The Order of the Temple he created was crushed, after 200 years of life, among all the powers coalesced to destroy it: the civil and political powers of the great nations in formation, France in primis, and the religious powers of the Papal Curia and of the Bishops, increasingly intolerant of these hieratic and mystical figures, but at the same time courageous up to the extreme sacrifice of the Knights Templar.

But let’s see how it was possible in Hugone, a poor Knight of Norman stock, coming from the Amalfi area of ​​Nocera dei Pagani to succeed in the fantastic enterprise of recognizing by Santa Romana Chiesa, always so refractory to novelties even if deeply traditional, an Order So singular and destabilizing chivalry of the Status Quo in the years following the conquest of Jerusalem in 1099.

The basic tools used were initially the Old Latin Rule consisting of 72 chapters and used to obtain the official recognition of the Order at the Council of Troyes in January 1129 and subsequently the “adapted” translation in French of oïl made under the Magisterium of Roberto di Craon on a date between 1135, Council of Pisa, and 1147, the year in which Pope Eugene III granted the Templars to carry the red Cross license on the white cloaks permanently.

The difference between the Latin and French versions is evident: the French text is a real translation of the Latin text; although the content is almost the same, the order of the chapters of the Latin rule is different from the French one. The French version is always followed by a list of feasts and fasts and retrais, a sort of Templar legislative corpus, with the task of responding to more practical and substantial needs than formal and erudite.

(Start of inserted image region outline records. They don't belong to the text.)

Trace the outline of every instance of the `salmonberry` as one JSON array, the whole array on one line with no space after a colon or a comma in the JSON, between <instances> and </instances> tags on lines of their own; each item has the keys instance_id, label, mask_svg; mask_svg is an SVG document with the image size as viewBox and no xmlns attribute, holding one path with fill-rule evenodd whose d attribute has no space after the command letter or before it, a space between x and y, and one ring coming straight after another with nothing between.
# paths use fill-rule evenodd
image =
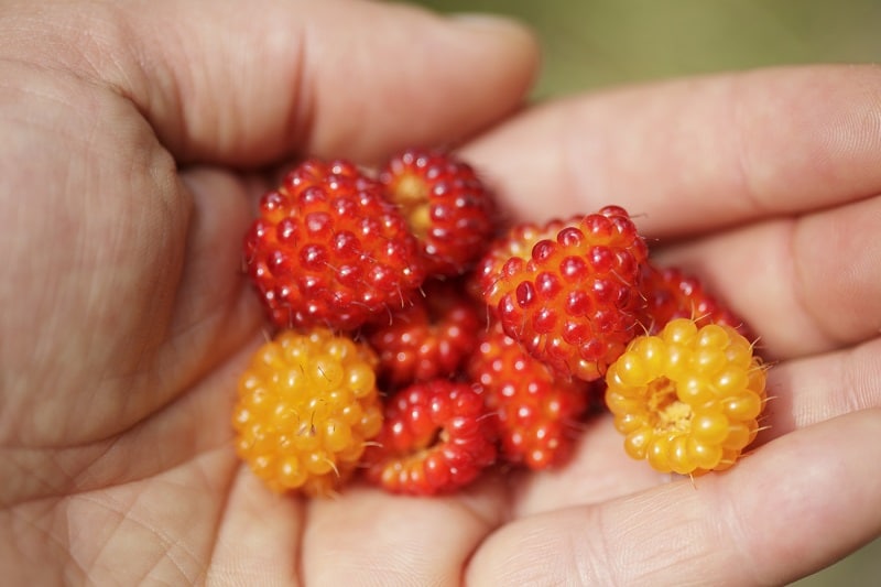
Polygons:
<instances>
[{"instance_id":1,"label":"salmonberry","mask_svg":"<svg viewBox=\"0 0 881 587\"><path fill-rule=\"evenodd\" d=\"M393 312L389 322L366 329L389 388L453 377L477 346L483 317L459 280L429 280L423 294Z\"/></svg>"},{"instance_id":2,"label":"salmonberry","mask_svg":"<svg viewBox=\"0 0 881 587\"><path fill-rule=\"evenodd\" d=\"M382 427L377 358L326 329L281 331L239 381L236 447L273 491L331 492Z\"/></svg>"},{"instance_id":3,"label":"salmonberry","mask_svg":"<svg viewBox=\"0 0 881 587\"><path fill-rule=\"evenodd\" d=\"M405 306L425 276L382 186L346 161L308 160L265 194L244 262L281 328L356 329Z\"/></svg>"},{"instance_id":4,"label":"salmonberry","mask_svg":"<svg viewBox=\"0 0 881 587\"><path fill-rule=\"evenodd\" d=\"M624 449L662 472L730 467L755 437L765 372L730 326L675 318L634 338L606 373Z\"/></svg>"},{"instance_id":5,"label":"salmonberry","mask_svg":"<svg viewBox=\"0 0 881 587\"><path fill-rule=\"evenodd\" d=\"M638 328L645 242L618 206L548 227L525 231L541 235L531 248L516 242L524 231L514 228L486 256L478 279L510 337L562 376L594 381Z\"/></svg>"},{"instance_id":6,"label":"salmonberry","mask_svg":"<svg viewBox=\"0 0 881 587\"><path fill-rule=\"evenodd\" d=\"M546 469L568 458L588 405L588 383L557 376L499 323L482 333L468 374L496 414L507 461Z\"/></svg>"},{"instance_id":7,"label":"salmonberry","mask_svg":"<svg viewBox=\"0 0 881 587\"><path fill-rule=\"evenodd\" d=\"M365 455L367 478L395 493L428 496L474 481L496 460L494 424L470 384L414 383L385 402Z\"/></svg>"},{"instance_id":8,"label":"salmonberry","mask_svg":"<svg viewBox=\"0 0 881 587\"><path fill-rule=\"evenodd\" d=\"M640 294L645 300L640 323L648 334L657 334L674 318L694 318L698 326L724 324L750 336L741 318L710 295L699 279L679 268L660 268L650 260L644 262Z\"/></svg>"},{"instance_id":9,"label":"salmonberry","mask_svg":"<svg viewBox=\"0 0 881 587\"><path fill-rule=\"evenodd\" d=\"M428 273L464 274L479 259L496 230L496 202L470 165L409 149L387 162L379 180L422 244Z\"/></svg>"}]
</instances>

The primitive rule, that is, the one drafted in Latin, takes over from the canonical rule of Saint Augustine, which the Templars had followed in the first ten years of the Order’s life. The most important mentor of the new Order was undoubtedly Saint Bernard, at that time the spiritual guide of Western Christianity: his influence is evident in the content and final adaptation of the Rule.

The Latin Rule follows an order more in accordance with the dictates of the ecclesiastical environment from which it was to receive approval. In fact, its compilers come from a monastic environment, in particular Cistercian ones; in fact, it is very probable that the official editor, Fra Giovanni Michaelensis, was a Templar monk-knight.